Even the ability to follow daily (regular) fluctuations in temperature or photoperiod might be impaired upon disruption of this structural connectivity with the outside environment that, in natural cavities, in mediated through the tree and the rest of its organisms.

For example, if a nesting female or male cannot rely on alternative methods of detecting predator risk or following other changes in the environment, they might be forced to leave the clutch/brood more often in order to use the nest/den entrance as a lookout (applying visual detection or enhancing the use of other sensory channels).

This could cause stress in the adult individual as well as energy losses (increased activity) and it could reduced time spent brooding the eggs or the chicks.

Ultimately, constantly increased stress levels might lead to compromised immunity and disease.

Also, e.g., if the presence of danger can only be detected when it is already very near (rather than perceiving more subtle cues of gradually heightened risk), the detection of a threat might always result in a shock reaction that has not been mitigated by gradual awareness (first, perhaps even instinctual and only then growingly cognitive).

For example, a nesting bird, in such situation, might only detect the presence of a predator (or a nest competitor) when they are already entering the nest (compared to hearing them land on a branch outside or to the quiet scraping of claws as the predator is moving up the trunk or some other cues of more progressive nature).

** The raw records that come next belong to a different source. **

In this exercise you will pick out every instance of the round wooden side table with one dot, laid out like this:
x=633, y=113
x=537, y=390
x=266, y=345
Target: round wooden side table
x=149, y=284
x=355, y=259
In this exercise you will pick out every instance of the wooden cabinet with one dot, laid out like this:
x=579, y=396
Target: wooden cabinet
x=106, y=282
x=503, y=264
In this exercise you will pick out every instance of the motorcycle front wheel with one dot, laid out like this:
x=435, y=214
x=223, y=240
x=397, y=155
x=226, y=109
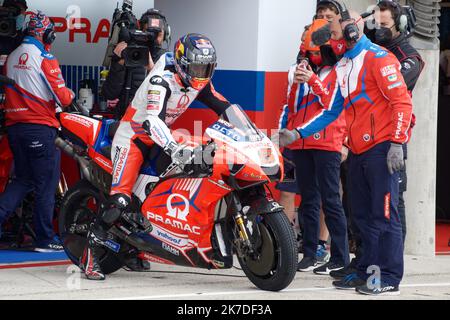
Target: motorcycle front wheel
x=276, y=264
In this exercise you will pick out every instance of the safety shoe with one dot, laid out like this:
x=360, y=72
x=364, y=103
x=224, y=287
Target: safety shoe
x=384, y=289
x=53, y=245
x=307, y=264
x=90, y=266
x=328, y=267
x=342, y=273
x=350, y=282
x=322, y=255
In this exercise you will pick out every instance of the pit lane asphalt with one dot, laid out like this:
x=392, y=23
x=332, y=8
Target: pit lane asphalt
x=425, y=278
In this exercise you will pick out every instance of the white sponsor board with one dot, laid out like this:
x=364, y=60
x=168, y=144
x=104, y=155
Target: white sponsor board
x=83, y=27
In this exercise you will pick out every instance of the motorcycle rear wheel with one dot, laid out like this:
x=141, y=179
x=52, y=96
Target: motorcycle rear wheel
x=78, y=209
x=277, y=264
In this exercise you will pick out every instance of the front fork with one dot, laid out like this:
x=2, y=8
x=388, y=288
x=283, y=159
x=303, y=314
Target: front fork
x=242, y=239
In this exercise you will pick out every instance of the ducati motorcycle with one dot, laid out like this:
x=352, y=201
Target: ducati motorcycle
x=202, y=216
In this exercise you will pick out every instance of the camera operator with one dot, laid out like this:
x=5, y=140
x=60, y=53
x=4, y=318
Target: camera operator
x=392, y=35
x=152, y=21
x=12, y=17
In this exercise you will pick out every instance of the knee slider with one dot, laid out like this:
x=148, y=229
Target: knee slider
x=115, y=206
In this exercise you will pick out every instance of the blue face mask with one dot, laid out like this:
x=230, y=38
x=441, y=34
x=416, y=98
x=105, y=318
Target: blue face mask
x=20, y=21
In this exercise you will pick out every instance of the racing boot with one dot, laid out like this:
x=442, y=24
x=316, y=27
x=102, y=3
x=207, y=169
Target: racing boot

Structural disconnectedness thus might result in energy losses, reduced resources allocated to the young as well as high stress levels and lack of preparedness that can limit the response effectiveness to danger.

Additionally, the impairment of perceptibility of the external environment could cause a cognitive overload and unhealthy constant vigilance because many of the environmental cues would be processed awarely rather than on physical (instinctual) level.

I would assume that instinctual vigilance is less resource-demanding than cognitive vigilance and the lack of signals sent by the animal’s body (detachment from senses and what they are telling the individual) could create a state of perpetual anxiety.

It is possible that the body produces a constant flow of ‘status updates’ by processing the external stimuli or lack thereof.

If there is a lack of external stimuli that surpasses a certain threshold, the animal might experience a psychological condition of ‘self-doubt’ (reduced self-reliance).

A low level of ‘constant worry’ (instinctive vigilance and background sensory processing of external cues) might be normal and healthy and promoting of psychological wellbeing.

If such information (regarding risk or other changes in environment, including changes that allow for gaps between bad weather events etc.) is not processed as a background ‘intel’, the animal might be forced to exert itself physically (to move around) and on a cognitive level (to keep active rather than passive vigilance at all times).